How much does Etsy take for each purchase? Did you use PayPal?

How are you currently selling your products online?


----------



## Tabitha (Jun 7, 2011)

http://www.soapmakingforum.com/forum/vi ... sc&start=0


----------



## Guest (Jun 11, 2011)

thebathsociety said:
			
		

> I would love to hear some feedback on the selling side of Etsy. I use it a lot for purchases, and have loved the flexibility to get items for parties, birthdays, etc.
> 
> How easy was it to set up your shop? It is easy to maintain during high purchase seasons or when you went on vacation?
> 
> ...



I have just got my wedding ring from an Etsy seller SingleBBeautiful.

http://www.etsy.com/shop.php?user_id=6258539
My ring is made with recycled white-gold with 3 conflict-free diamonds and it was very affordable. She can custom-make stuff, so you can just contact her. She responds very quickly and very nice! I recommend her to everyone.

_spammy links deleted - the mod team_


----------



## oasisbath (Jun 17, 2011)

*In response to Etsy as a seller*

Hi, 

I am on Etsy and my shop was pretty easy to set up and yes Paypal is the payment processor for them.
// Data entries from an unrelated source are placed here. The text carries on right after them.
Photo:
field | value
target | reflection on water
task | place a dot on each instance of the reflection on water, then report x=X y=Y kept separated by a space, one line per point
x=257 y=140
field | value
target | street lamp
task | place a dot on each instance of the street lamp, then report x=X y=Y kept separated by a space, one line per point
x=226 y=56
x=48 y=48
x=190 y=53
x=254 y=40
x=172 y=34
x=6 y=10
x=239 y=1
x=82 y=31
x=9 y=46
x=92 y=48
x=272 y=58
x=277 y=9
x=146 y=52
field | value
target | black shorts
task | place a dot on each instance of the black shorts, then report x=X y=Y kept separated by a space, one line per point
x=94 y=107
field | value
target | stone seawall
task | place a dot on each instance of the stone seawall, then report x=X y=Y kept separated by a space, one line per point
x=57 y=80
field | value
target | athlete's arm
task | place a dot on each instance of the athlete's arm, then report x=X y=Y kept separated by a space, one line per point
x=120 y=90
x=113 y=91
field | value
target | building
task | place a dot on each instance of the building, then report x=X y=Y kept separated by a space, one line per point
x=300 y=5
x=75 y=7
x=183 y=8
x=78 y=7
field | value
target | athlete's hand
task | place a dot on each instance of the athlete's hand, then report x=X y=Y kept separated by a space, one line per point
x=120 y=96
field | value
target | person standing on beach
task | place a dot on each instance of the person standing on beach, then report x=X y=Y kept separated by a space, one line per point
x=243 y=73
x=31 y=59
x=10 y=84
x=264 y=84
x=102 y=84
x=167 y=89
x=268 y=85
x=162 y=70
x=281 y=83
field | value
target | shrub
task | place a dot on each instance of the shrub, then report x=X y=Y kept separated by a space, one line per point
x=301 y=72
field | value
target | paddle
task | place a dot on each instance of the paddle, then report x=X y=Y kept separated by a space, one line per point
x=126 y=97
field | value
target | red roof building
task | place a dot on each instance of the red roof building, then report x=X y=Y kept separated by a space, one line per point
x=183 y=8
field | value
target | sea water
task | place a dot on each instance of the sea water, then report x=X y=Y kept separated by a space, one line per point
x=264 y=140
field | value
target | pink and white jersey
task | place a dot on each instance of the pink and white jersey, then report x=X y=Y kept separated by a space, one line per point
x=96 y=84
It is 20 cents to list, that is not per photo.

Example: You can upload a max of 5 photos for 1 product and it is 20 cents, also when you  renew it is 20 cents.

When I go on vacation it is switched to vacation mode in case I don't check my emails regularly and it is the wise thing to do.

Honestly, everyone has a difference experience on Etsy . Are you thinking of becoming a seller too?


----------



## allnatural (Jul 15, 2011)

I just started selling on etsy recently, and there are a few things you should know.  Like the previous poster said, you are charged 20 cents per listing.  If/when someone buys your product, you'll have to pay once again to re-list the product.  Also, when someone buys, etsy takes a 3.5% commission and PayPal takes 2.9% + 30 cents of the total sum (item + shipping).  So there are fees to take into account.

Another thing to keep in mind is etsy is extremely competitive.  There are thousands of other soap makers on there, so it's hard to really get your name out to customers (something I'm still trying to do).  Don't get me wrong, I'm not trying to discourage you.  I'm simply saying if you do set up there it likely won't be easy.


----------



## Tabitha (Jul 15, 2011)

allnatural said:
			
		

> I just started selling on etsy recently, and there are a few things you should know.  Like the previous poster said, you are charged 20 cents per listing.  If/when someone buys your product, you'll have to pay once again to re-list the product.  Also, when someone buys, etsy takes a 3.5% commission and PayPal takes 2.9% + 30 cents of the total sum (item + shipping).  So there are fees to take into account.
> 
> Another thing to keep in mind is etsy is extremely competitive.  There are thousands of other soap makers on there, so it's hard to really get your name out to customers (something I'm still trying to do).  Don't get me wrong, I'm not trying to discourage you.  I'm simply saying if you do set up there it likely won't be easy.



Having a successful business is never easy It is a LOT of work and once you become a successful business you have to continue to work hard & steady to stay successful.


----------